Extracting SharePoint Data using SSIS

!!!!   Follow-up to this posted September 19, 2008: SQL 2008 SSIS Adapter for SharePoint from Microsoft Dev team posted to Codeplex !!!!

 

SharePoint and WSS are fantastic in that almost everything is driven by Web Services. For the data and reporting gurus, our job is a lot easier when it comes to extracting data from the mini-applications and workflows that the business community creates inside a WSS or SharePoint Portal framework – though not completely straight forward, so that is what we’ll discuss today: using SSIS to extract data from WSS lists using the out of the box WSS web services.

 

In this example, we have a user community that has data in a WSS list that needs to be extracted so it can be reported on. The data in this list represents a collection of information about a business process.

 

One of our major limitations in using out of the box SSIS features is the Web Service Task. If you look at Books Online, article: http://msdn2.microsoft.com/en-us/library/ms140114.aspx, the first note indicates that the Web Service task supports primitive types only. If you look at the WSDL for our particular method we’ll be using, GetListItems, you can see from the WSDL below that we will have a problem:

 

To get around this we’ll use a proxy since the Web Service task is the only item currently that can use a web reference. For our first step, we will use the same tool the VS 2005 uses when you add a web reference to a web or windows project: wsdl.exe. We’ll create our class by executing the following from the command line (wsdl.exe should be located in your C:\Program Files\Microsoft Visual Studio 8\SDK\v2.0\Bin directory):

 Wsdl.exe /language:VB /out:SharePointListService.vb http://SharePointURL/TargetSite/_vti_bin/lists.asmx?wsdl 

Note that you will need to do this again for any sub-site that you are targeting for your import as part of the WSDL description is the location of the service.

 

Our SSIS package will have three simple control flow steps:

-         Script Task

-         XML Task

-         Data Flow Task

Script Task

After you run this command, open your newly created vb file (I normally code C#, but the SSIS script task only uses VB). In your script task, we are going to make a new class reference. Right click on the solution, go to Add > Add Class. You can use the same name as newly created file from wsdl.exe or something that will more appropriately fit given your project. Once you create the new class file, erase any text/code automatically generated and then paste the content of your wsdl.exe outputted file into this code file in your project. Add references to the System.XML and System.Web.Services.

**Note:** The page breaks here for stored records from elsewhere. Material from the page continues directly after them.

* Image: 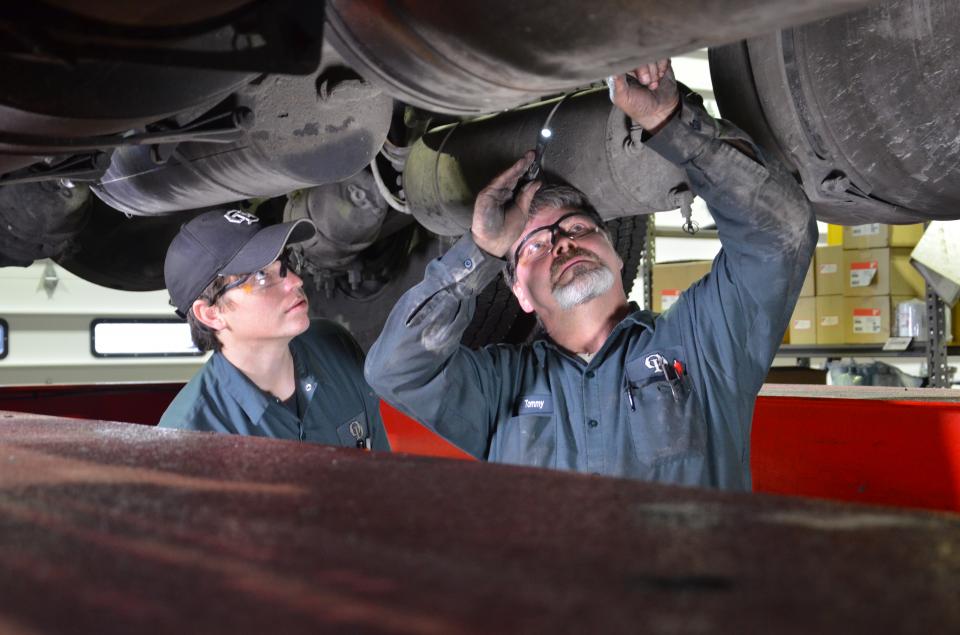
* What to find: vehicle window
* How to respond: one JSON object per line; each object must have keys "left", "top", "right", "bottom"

{"left": 91, "top": 319, "right": 202, "bottom": 358}
{"left": 0, "top": 319, "right": 7, "bottom": 359}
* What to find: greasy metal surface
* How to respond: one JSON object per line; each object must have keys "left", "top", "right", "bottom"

{"left": 404, "top": 90, "right": 686, "bottom": 235}
{"left": 93, "top": 62, "right": 391, "bottom": 216}
{"left": 1, "top": 411, "right": 958, "bottom": 634}
{"left": 325, "top": 0, "right": 871, "bottom": 114}
{"left": 0, "top": 181, "right": 90, "bottom": 267}
{"left": 287, "top": 170, "right": 388, "bottom": 270}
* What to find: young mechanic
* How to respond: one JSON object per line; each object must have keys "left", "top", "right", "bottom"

{"left": 159, "top": 209, "right": 389, "bottom": 451}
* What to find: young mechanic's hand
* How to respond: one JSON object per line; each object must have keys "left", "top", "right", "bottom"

{"left": 610, "top": 58, "right": 680, "bottom": 134}
{"left": 471, "top": 151, "right": 542, "bottom": 258}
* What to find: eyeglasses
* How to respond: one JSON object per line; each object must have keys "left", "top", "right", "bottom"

{"left": 512, "top": 212, "right": 603, "bottom": 267}
{"left": 209, "top": 248, "right": 303, "bottom": 304}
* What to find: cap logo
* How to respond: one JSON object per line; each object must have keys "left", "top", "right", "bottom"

{"left": 223, "top": 210, "right": 258, "bottom": 225}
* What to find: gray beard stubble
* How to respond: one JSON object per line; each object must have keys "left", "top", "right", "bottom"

{"left": 552, "top": 265, "right": 615, "bottom": 310}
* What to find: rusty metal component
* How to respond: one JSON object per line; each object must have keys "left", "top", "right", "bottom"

{"left": 404, "top": 89, "right": 687, "bottom": 235}
{"left": 1, "top": 412, "right": 958, "bottom": 634}
{"left": 0, "top": 181, "right": 91, "bottom": 267}
{"left": 285, "top": 170, "right": 389, "bottom": 271}
{"left": 325, "top": 0, "right": 872, "bottom": 115}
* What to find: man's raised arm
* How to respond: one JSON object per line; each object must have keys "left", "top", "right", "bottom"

{"left": 364, "top": 155, "right": 540, "bottom": 458}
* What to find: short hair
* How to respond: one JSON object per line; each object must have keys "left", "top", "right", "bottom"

{"left": 185, "top": 276, "right": 232, "bottom": 353}
{"left": 504, "top": 184, "right": 609, "bottom": 283}
{"left": 528, "top": 184, "right": 597, "bottom": 219}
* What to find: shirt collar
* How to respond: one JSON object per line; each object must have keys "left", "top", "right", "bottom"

{"left": 289, "top": 336, "right": 322, "bottom": 406}
{"left": 210, "top": 339, "right": 322, "bottom": 425}
{"left": 211, "top": 352, "right": 272, "bottom": 424}
{"left": 531, "top": 302, "right": 655, "bottom": 367}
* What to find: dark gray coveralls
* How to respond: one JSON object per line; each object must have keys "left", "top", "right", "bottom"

{"left": 160, "top": 319, "right": 389, "bottom": 451}
{"left": 365, "top": 93, "right": 816, "bottom": 489}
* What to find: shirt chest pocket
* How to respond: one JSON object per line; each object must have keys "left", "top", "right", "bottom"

{"left": 335, "top": 412, "right": 368, "bottom": 448}
{"left": 499, "top": 414, "right": 556, "bottom": 468}
{"left": 625, "top": 358, "right": 707, "bottom": 466}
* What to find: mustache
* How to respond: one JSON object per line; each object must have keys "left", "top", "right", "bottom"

{"left": 550, "top": 246, "right": 599, "bottom": 282}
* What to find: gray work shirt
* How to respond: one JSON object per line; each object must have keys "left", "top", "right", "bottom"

{"left": 365, "top": 93, "right": 816, "bottom": 490}
{"left": 160, "top": 319, "right": 389, "bottom": 451}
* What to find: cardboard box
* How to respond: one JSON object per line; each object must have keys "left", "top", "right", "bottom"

{"left": 816, "top": 295, "right": 844, "bottom": 345}
{"left": 843, "top": 295, "right": 914, "bottom": 344}
{"left": 652, "top": 261, "right": 712, "bottom": 313}
{"left": 789, "top": 297, "right": 817, "bottom": 345}
{"left": 815, "top": 245, "right": 844, "bottom": 296}
{"left": 799, "top": 259, "right": 815, "bottom": 298}
{"left": 842, "top": 223, "right": 924, "bottom": 250}
{"left": 843, "top": 247, "right": 925, "bottom": 297}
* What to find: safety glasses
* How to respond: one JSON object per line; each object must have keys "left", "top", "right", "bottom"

{"left": 209, "top": 248, "right": 303, "bottom": 304}
{"left": 512, "top": 211, "right": 604, "bottom": 268}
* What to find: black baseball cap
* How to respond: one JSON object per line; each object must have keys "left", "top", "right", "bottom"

{"left": 164, "top": 209, "right": 316, "bottom": 318}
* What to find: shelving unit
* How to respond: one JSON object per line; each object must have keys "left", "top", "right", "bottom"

{"left": 777, "top": 344, "right": 960, "bottom": 359}
{"left": 641, "top": 212, "right": 958, "bottom": 388}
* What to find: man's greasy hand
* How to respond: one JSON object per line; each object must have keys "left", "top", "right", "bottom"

{"left": 611, "top": 58, "right": 680, "bottom": 134}
{"left": 471, "top": 151, "right": 542, "bottom": 258}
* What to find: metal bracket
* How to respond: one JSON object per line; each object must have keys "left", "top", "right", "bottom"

{"left": 0, "top": 152, "right": 110, "bottom": 186}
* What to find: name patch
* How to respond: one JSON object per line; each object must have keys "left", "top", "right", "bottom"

{"left": 516, "top": 394, "right": 553, "bottom": 416}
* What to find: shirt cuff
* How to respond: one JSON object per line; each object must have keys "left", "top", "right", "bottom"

{"left": 438, "top": 233, "right": 506, "bottom": 292}
{"left": 641, "top": 95, "right": 720, "bottom": 166}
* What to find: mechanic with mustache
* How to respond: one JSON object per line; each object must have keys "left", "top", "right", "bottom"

{"left": 365, "top": 59, "right": 815, "bottom": 489}
{"left": 159, "top": 209, "right": 389, "bottom": 450}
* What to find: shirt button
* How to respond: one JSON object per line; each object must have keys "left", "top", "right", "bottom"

{"left": 463, "top": 258, "right": 473, "bottom": 269}
{"left": 588, "top": 419, "right": 599, "bottom": 428}
{"left": 585, "top": 371, "right": 595, "bottom": 379}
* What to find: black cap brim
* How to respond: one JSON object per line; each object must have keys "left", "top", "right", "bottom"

{"left": 220, "top": 218, "right": 316, "bottom": 276}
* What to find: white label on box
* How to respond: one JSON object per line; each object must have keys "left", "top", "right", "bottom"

{"left": 849, "top": 261, "right": 878, "bottom": 287}
{"left": 818, "top": 263, "right": 838, "bottom": 274}
{"left": 851, "top": 223, "right": 882, "bottom": 237}
{"left": 660, "top": 289, "right": 680, "bottom": 311}
{"left": 820, "top": 315, "right": 840, "bottom": 327}
{"left": 853, "top": 308, "right": 883, "bottom": 334}
{"left": 883, "top": 336, "right": 912, "bottom": 351}
{"left": 793, "top": 319, "right": 812, "bottom": 331}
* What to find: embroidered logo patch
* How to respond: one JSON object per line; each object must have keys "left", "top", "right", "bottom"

{"left": 644, "top": 353, "right": 667, "bottom": 375}
{"left": 223, "top": 210, "right": 259, "bottom": 225}
{"left": 348, "top": 420, "right": 364, "bottom": 440}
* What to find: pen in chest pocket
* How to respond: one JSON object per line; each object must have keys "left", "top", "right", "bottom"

{"left": 625, "top": 356, "right": 686, "bottom": 408}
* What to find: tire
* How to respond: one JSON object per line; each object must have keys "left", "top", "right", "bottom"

{"left": 460, "top": 214, "right": 648, "bottom": 348}
{"left": 708, "top": 1, "right": 960, "bottom": 225}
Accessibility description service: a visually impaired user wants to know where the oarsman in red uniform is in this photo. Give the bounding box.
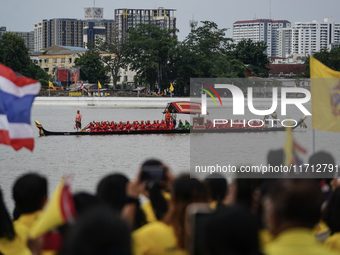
[205,120,213,129]
[139,120,146,130]
[169,120,174,130]
[152,120,157,130]
[125,121,131,131]
[102,121,108,131]
[118,121,124,131]
[146,120,153,130]
[160,120,167,129]
[155,120,160,130]
[131,121,137,131]
[110,121,117,131]
[94,122,101,132]
[165,109,171,129]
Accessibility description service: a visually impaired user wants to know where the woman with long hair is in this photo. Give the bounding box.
[0,187,31,255]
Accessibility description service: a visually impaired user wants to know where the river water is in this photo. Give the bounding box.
[0,101,339,211]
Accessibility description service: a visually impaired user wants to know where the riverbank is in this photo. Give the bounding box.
[33,97,311,107]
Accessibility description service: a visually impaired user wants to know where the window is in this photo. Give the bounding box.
[52,58,57,63]
[61,58,65,63]
[45,59,49,63]
[69,58,72,63]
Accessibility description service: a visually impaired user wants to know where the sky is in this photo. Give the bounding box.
[1,0,340,41]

After you have completed this step, you are ready to consume your new class and mimic the Web Service SSIS task.

 

Here is sample code from the default ScriptMain file. My code in this sample uses the proxy class Lists (generated by wsdl.exe) to call the service, pass the necessary parameters and then save the output to an xml file. Note that for the view name for a list, you have to pass the GUID. It seems that the method was not set to return values using the common view name.

One of the easiest ways to grab the GUID is to go to modify the view you want to use to pull the data from and look in the URL, the portion of the query string after View= has the GUID for this view.

Another way to do this is to use the Web Service Task against the Views web service in WSS/SharePoint, call the method GetViewCollection, pass the List name as a parameter and you can get an XML output with all the views and GUIDs associated with a list item.

 

After implementing the code above, your Script Task is complete and your output will be an XML file of all the data from the list given the view you hit. An important point to note is to set your rowLimit parameter. The others can be blank or null, but if the rowLimit is not set, then by default you will only get the data that displays in the default view paging size, which is usually 100 records. By setting it to a figure larger than the collection, you will get the entire collection of records.

 

XML Task

 

The SSIS XML Source in the Data Flow section of your project does not like XML files that have multiple namespaces, which is almost a guarantee when you are retrieving data from a SharePoint List.

 

The XML Task is pretty basic in that it strips the extraneous namespaces from the XML file. I got this from Ashvini Sharma’s blog when trying to solve the same problem in hitting RSS feeds for a real estate project. Here is the link to his post:

http://sqljunkies.com/WebLog/ashvinis/archive/2005/05/25/15654.aspx

 

Right click on the XML Task, choose edit, and then we will set the properties on the task as such:

 

 

Under the SecondOperand property, paste the following XSLT:

 

 <?xml version="1.0" encoding="utf-8" ?>

<xsl:stylesheet version="1.0" xmlns:xsl="http://www.w3.org/1999/XSL/Transform">

<xsl:output method="xml" indent="no" />

<xsl:template match="/|comment()|processing-instruction()">

<xsl:copy>

<xsl:apply-templates />                        

</xsl:copy>           

</xsl:template>           

<xsl:template match="*">                                    

<xsl:element name="{local-name()}">                       

<xsl:apply-templates select="@*|node()" />                       

</xsl:element>           

</xsl:template>           

<xsl:template match="@*">                       

<xsl:attribute name="{local-name()}">                                   

<xsl:value-of select="." />                        

</xsl:attribute>           

</xsl:template>

</xsl:stylesheet>

 

I have the FileConnection set to the file that my first task outputted, and the operation saves the results so that I end up with a clean version of my outputted WSS/SharePoint list data.

 

 

Data Flow Task

 

Setting up the import can be one of the more painful tasks, depending on the number of columns you have on the view and list your are hitting. The XML that you will have after pulling the data will have GUIDs for all of the user defined columns in your list, which probably is where most of your data is.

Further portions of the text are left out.